The boy’s parents and lawyers declared the hotel is at fault for siding with the accuser by demanding the young man hand over his own phone to prove that he did not steal it, something Crump calls “racial profiling 101.” This is a situation the group says Black people have to deal with every day in America, which they fear could have ended in tragedy if police would have arrived to discover a Black individual wrestling with a white female, who they added was not a patron of the hotel.

Katty Rodriguez and Ben Crump raise their fists up for justice. Photo by Dean Moses

“The nineteen second video the public has seen is only nineteen seconds of a four-minute video, and that four-minute video is just a little bit of what happened that day. Our son—who was fourteen at the time—he has suffered something that will mark him forever. To be accused of theft when you have never stolen anything in your life and then to be attacked for something that you haven’t done has an impact, and it has an impact on a person of color,” Katty Rodriguez said, mother of Harrold Jr.
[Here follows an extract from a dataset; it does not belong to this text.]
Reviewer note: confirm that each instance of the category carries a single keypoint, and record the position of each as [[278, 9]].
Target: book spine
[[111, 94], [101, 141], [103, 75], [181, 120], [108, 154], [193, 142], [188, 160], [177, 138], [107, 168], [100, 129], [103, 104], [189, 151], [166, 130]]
Rodriguez and Harrold Sr. work as prominent musicians and over the course of their travels they have seen and experienced racism, but they shared that is something their son should never have to face, especially as paying customers of a hotel that should have been a place of refuge. Harrold Sr. concluded the conference by playing the song “This land is your land” on his trumpet before stating: “Thank God my son is still here.”